Selain bea masuk, pemerintah juga menyesuaikan tarif pungutan pajak dalam rangka impor (PPDI) yang terdiri dari bea masuk, PPN, dan PPh. Penyesuaian tarif ini masing-masing dikenai sebesar 7,5 persen untuk bea masuk, PPN 10 persen, dan PPh sebesar 0 persen.
Usut punya usut pembedaan tarif ketiga jenis barang tersebut disebabkan karena banyak sejumlah perajin tas dan sepatu di Indonesia yang gulung tikar
Jika dilihat dari ketiga tarif ini, hanya PPh yang mengalami perubahan yang awalnya sebesar 10 persen untuk wajib pajak (WP) yang mempunyai NPWP atau 20 persen untuk yang tidak ber-NPWP. Dengan demikian setiap masyarakat yang melakukan impor barang kiriman akan dikenai tarif sebesar 17,5 persen per kiriman.
Perlu diketahui bahwa, tarif 17,5 persen hanya dikenakan untuk impor barang-barang bersifat umum selain tas, sepatu, dan produk hasil tekstil. Lho kenapa bisa begitu? Usut punya usut pembedaan tarif ketiga jenis barang tersebut disebabkan karena banyak sejumlah perajin tas dan sepatu di Indonesia yang gulung tikar dan hanya menjual produk asal China, sehingga diperlukan adanya penyesuaian khusus tarif bea masuk dan PPh untuk ketiga jenis barang tersebut.

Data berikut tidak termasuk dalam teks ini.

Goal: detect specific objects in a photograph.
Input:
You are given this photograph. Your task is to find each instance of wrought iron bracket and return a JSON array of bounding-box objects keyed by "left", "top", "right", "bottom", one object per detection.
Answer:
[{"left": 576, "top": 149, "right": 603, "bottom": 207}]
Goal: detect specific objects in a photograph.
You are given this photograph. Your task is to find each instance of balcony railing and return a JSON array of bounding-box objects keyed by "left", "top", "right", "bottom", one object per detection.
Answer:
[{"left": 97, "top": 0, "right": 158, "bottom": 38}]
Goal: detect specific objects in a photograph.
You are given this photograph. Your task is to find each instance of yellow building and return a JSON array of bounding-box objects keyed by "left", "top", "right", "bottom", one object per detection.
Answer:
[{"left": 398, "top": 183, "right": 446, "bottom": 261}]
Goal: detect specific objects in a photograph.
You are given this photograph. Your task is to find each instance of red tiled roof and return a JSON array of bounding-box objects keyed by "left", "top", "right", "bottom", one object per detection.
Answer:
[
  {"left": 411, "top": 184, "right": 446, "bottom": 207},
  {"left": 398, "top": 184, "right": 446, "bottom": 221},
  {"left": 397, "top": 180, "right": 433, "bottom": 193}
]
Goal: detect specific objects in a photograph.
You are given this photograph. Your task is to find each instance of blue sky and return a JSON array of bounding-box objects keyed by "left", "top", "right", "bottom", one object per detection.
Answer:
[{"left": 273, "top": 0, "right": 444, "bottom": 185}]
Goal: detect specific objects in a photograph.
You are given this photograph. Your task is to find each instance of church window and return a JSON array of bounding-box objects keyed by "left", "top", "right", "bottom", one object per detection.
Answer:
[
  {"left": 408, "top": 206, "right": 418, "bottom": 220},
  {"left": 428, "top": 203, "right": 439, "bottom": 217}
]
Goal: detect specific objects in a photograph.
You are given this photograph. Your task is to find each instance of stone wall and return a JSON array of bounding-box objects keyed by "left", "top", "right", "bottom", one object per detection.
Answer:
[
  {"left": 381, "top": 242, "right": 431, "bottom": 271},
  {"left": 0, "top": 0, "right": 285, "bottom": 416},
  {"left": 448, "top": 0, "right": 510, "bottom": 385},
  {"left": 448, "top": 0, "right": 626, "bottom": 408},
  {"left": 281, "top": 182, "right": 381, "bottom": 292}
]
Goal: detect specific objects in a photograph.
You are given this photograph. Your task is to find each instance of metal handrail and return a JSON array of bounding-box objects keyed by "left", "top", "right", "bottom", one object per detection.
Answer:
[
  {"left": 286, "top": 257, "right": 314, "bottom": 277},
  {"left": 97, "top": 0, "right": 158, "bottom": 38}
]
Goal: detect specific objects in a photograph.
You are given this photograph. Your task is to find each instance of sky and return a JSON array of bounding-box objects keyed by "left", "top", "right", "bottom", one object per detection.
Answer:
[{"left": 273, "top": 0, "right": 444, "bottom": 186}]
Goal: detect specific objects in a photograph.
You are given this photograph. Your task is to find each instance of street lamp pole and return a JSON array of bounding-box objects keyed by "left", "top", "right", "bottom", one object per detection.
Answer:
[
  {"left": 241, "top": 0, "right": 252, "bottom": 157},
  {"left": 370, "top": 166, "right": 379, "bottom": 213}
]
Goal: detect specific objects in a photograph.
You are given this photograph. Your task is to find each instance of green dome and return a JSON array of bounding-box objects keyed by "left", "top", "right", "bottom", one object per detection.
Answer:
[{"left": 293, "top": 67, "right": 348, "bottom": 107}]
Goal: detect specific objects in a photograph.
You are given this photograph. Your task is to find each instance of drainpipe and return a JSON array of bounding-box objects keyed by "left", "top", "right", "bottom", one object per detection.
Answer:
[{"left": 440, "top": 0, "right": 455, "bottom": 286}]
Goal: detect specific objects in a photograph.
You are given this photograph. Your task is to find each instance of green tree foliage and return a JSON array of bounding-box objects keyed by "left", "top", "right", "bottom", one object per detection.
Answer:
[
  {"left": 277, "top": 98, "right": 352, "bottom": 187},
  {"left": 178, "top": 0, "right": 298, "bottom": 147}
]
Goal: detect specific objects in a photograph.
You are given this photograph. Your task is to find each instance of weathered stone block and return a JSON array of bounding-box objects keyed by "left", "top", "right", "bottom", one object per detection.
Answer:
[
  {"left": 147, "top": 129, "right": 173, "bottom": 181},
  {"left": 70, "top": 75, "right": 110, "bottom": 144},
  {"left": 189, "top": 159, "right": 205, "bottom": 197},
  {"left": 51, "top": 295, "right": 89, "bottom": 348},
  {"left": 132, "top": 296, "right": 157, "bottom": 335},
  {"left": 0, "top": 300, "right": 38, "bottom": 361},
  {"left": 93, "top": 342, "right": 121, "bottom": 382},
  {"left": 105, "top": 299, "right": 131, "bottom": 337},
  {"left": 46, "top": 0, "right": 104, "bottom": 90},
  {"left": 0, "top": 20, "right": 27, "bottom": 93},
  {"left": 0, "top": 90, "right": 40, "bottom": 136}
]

Bea masuk yang dimaksudkan untuk ketiga jenis barang tersebut sebesar 15 sampai dengan 20 persen untuk tas, 25 sampai dengan 30 persen untuk sepatu, dan 15 sampai 20 persen untuk tekstil. Sedangkan untuk PPh dikenai 7,5 sampai dengan 10 persen, sehingga tarif PDRI untuk ketiga jenis barang tersebut sebesar 32,5 sampai dengan 40 persen untuk tas, 42,5 sampai 50 persen untuk sepatu, dan 32,5 sampai 45 persen untuk tekstil.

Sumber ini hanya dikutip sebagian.